Chemotaxis plays an important role in host location by nematodes during certain phases of their life cycles (Zuckerman and Jansson 1984; Perry 1996). The primary mechanism involves response to chemotactic factors emanating from the host (Zuckerman and Jansson 1984; Grewal et al. 1994; Perry 1996; Zhao et al. 2000). Futai (1980) reported that the Jn of PWN were attracted by the sap of healthy host pines, but they did not identify the chemical basis of the attraction. Chemotaxis by predatory nematodes can occur across a tri-trophic level, through orientation to metabolites given off by plants fed upon by host insects (van Tol et al. 2001; Boff et al. 2002). Maize roots damaged by weevil larvae, Diabrotica virgifera virgifera LeConte, release (E)-β-caryophyllene, which attracts the animal-parasitic nematode Heterorhabditis megidis, thereby bringing the nematodes in close proximity to their prey weevil larvae (Rasmann et al. 2005). In a similar fashion, PWN is transported to new host pines by exploiting chemicals from vector beetles (Miyazaki et al. 1977; Bolla et al. 1989; Necibi and Linit 1998; Stamps and Linit 2001). Effective location of Monochamus pupal chambers by third-stage dispersal juveniles (JIII) is of primary importance in maintaining the host–vector relationship and allowing exploitation of new host pines (Miyazaki et al. 1977; Bolla et al. 1989). However, species-specific volatile attractants of JIII have not yet been identified (Mamiya 1972; Miyazaki et al. 1977; Linit 1988; Bolla et al. 1989; Stamps and Linit 2001).

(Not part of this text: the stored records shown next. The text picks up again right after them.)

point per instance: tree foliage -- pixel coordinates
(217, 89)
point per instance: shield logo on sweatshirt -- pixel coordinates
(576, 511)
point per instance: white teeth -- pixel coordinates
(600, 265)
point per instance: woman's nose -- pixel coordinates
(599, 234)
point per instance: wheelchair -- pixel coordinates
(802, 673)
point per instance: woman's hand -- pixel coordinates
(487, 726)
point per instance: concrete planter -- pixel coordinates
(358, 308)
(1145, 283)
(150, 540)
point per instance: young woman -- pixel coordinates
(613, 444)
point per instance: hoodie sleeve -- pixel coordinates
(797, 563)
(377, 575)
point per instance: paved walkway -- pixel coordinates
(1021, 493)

The objectives of this study were to identify volatiles released by larvae of the vector M. alternatus and xylem of the host pine Pinus massoniana Lambert, and to determine the effects of these compounds on the chemotaxis of JIII and Jn PWN.

Methods and Materials

Insects, Nematodes, and Host Materials

In April 2005, fifth instars of M. alternatus were obtained from Anhui Province of China. PWNs were obtained from Zhejiang, China. JIII were extracted from M. alternatus pupal chambers. Jn were cultured with the fungus Diplodia sp.

Wood samples of P. massoniana were obtained from Anhui, China. Xylem from the walls of M. alternatus pupal chambers was collected by drilling to a depth of 10 mm around pupal chambers. Xylem samples containing unidentified species of blue-stain fungi were also collected from regions of dead logs lacking Monochamus pupal chambers. Healthy xylem samples were collected from uninfected trees at roughly the same depth as the pupal chambers.

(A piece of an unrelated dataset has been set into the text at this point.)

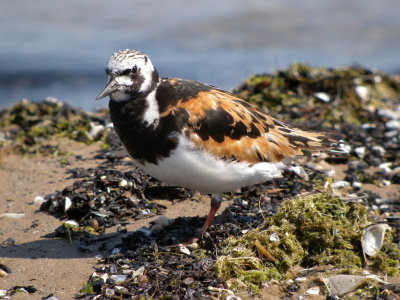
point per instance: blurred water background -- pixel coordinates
(59, 48)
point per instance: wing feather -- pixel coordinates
(230, 128)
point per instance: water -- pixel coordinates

Artificial pupal chambers containing JIII were constructed and used for bioassays (Aikawa and Togashi 1997; Jikumaru and Togashi 2003). A hole (4 cm deep and 1-cm diameter) was drilled in the center of the cut ends of healthy P. massoniana bolts (5 cm long, 2.5-cm mean diam). The bolts were autoclaved at 121°C for 30 min, then inoculated with Diplodia sp. Two weeks later, 3,000 Jn were inoculated into each chamber and the bolts kept at 25°C in the dark for 2 mo.

Chemicals

The chemicals used in gas chromatography-mass spectroscopy (GC-MS) analyses and bioassays included various alkanes (Beijing Chemical Plant, >95%), α-pinene (Acros Organics, 98%), β-pinene (Fluka Chemie AG, 80%), longifolene (Acros Organics, 99%), butylated hydroxytoluene (Acros Organics, 99%), and camphor (Acros Organics, 97%). Brilliant Blue R (2%) used to stain the nematode secretions was obtained from Sigma-Aldrich.

Volatile Collection and Analyses

To investigate the chemotaxis of JIII PWN, we collected volatile samples from both fifth instars of M. alternatus and empty M. alternatus pupal chambers, as well as from blue-stained and healthy xylem samples of P. massoniana, by the Super Q method. Individual M. alternatus larvae used for the collection were removed from wood over 2 d. Fresh P. massoniana wood samples were harvested immediately before aeration. Samples were aerated in glass vacuum traps (9-cm diam., 100 cm long). A glass pipette containing Super Q (Alltech Associates Inc., Deerfield, IL, USA) was attached to the outlet of the trap. Air, filtered through activated charcoal, was drawn through the apparatus with a QC-1 gas sampler (Beijing Municipal Institute of Labor Protection, Beijing, China) at a rate of 500 ml/min. Samples were aerated for 3 hr. The Super Q cartridges were eluted with n-hexane (Fisher Chemicals, 99%), and the resulting extracts stored at −20°C until needed (Lacey et al. 2004).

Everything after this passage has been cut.